Il y a quelques jours, dans une chronique consacrée au très beau roman d’Alyson Hagy Les Sœurs de Blackwater, je parlais du véritable délice que pouvait constituer le fait de ne pas tout saisir d’une histoire qui nous était racontée,

de la joie de se laisser porter,

du plaisir de ne pas forcément comprendre.


Mais alors que je referme Napalm dans le cœur de Pol Guasch, je dois avouer que mon assertion a ses limites. Entre le fait de ne pas tout saisir et celui de ne pas saisir grand-chose, il y a un pas que j’ai souvent eu le sentiment de faire au cours de ma lecture.

Heureusement, la langue – sublime, pleine et terrible – parvenait chaque fois à sauver l’ensemble, mais c’est sur un sentiment des plus mitigés que je termine ce texte résolument original.


*


C’est une guerre mystérieuse.
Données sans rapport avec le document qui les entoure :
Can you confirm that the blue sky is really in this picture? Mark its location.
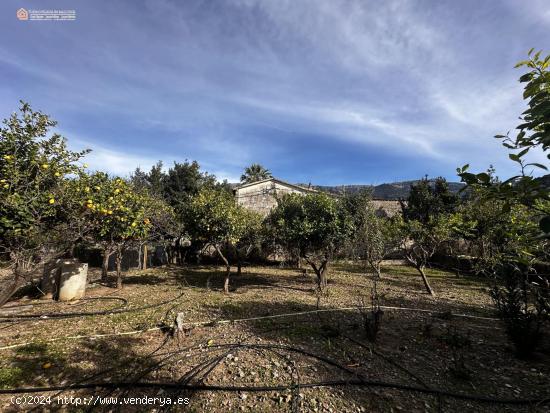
[0,0,550,185]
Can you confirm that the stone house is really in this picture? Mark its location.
[233,178,317,216]
[233,178,401,217]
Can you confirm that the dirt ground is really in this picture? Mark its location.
[0,262,550,413]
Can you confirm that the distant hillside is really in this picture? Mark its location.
[313,181,464,200]
[229,175,466,200]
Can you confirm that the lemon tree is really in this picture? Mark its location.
[71,172,152,288]
[0,102,87,305]
[184,188,247,293]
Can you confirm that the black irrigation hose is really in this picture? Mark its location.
[0,379,550,406]
[0,292,185,323]
[0,343,550,406]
Une guerre aux règles absurdes, soudaine, menée par des autorités inquiétantes, une guerre violente qui confine notre héros chez lui, seul avec sa mère.

C’est un pays inconnu qui pourrait être partout, contaminé par un air « mauvais ». On y parle une langue non autorisée, qui se désagrège.

C’est un territoire dans lequel naît un amour interdit, romantique, enfiévré.

C’est un couple de garçons qui trouve le courage de fuir de « l’autre côté », lesté d’un héritage lourd à porter.

C’est une dystopie à une époque étrangement actuelle. Un livre poétique. Un livre politique.


*


Je suis tombée sur ce texte un peu par hasard, lors de mon dernier passage à la librairie. Je voulais lire quelque chose de différent, vivre une « expérience de lecture » comme on dit, me lancer dans quelque chose de plus ardu peut-être que ce que j’avais lu dernièrement, quelque chose de déstabilisant.

J’ai été attirée par sa très belle couverture d’abord,

par le fait que l’éditeur parlait de ce livre comme d’un « roman en fragments » ensuite

et par les quelques citations dithyrambiques jetées sur le premier rabat.

En le feuilletant, j’ai découvert quelques photos, des titres de chapitre puissants et des croquis audacieux. Et c’est tout naturellement que j’ai pensé : ce livre est pour moi.


J’ai immédiatement été saisie par la beauté de la langue de Pol Guasch, son audace, sa sensibilité et sa poésie. Il y avait quelque chose de lancinant dans les mots mis les uns à côté des autres, quelque chose de très puissant, difficilement traduisible en mots. Et puis les chapitres s’enchainaient dans une rengaine sauvage impossible à lâcher. Comme si l’auteur avait jeté un sort aux bribes de récit qu’il nous donnait à lire.

Une incantation qui les liait à notre âme avec des cordes de feu.

Cela me plaisait infiniment.


Pourtant, plus le récit avançait, plus je me sentais perdue. Je ne comprenais pas toujours (voir jamais) le lien entre les titres des fragments et les morceaux de texte situés à leurs pieds, je ne voyais pas l’intérêt des photographies choisies et surtout : je me perdais de plus en plus souvent dans le récit.

J’en percevais l’essentiel bien entendu – le sens général, la fuite des personnages, les aléas rencontrés – mais je peinais à saisir le sens profond, goûter la substantifique moelle du texte. Je me surprenais à trouver l’auteur de plus en plus prétentieux, prisonnier d’une langue sublime certes, mais résolument inaccessible.


Je le réalise maintenant, je suis probablement passée à côté de beaucoup de choses.

Mais le désir m’a quittée et j’ai perdu toute envie de me replonger dans les mots de Napalm dans le cœur, si grandioses soient-ils.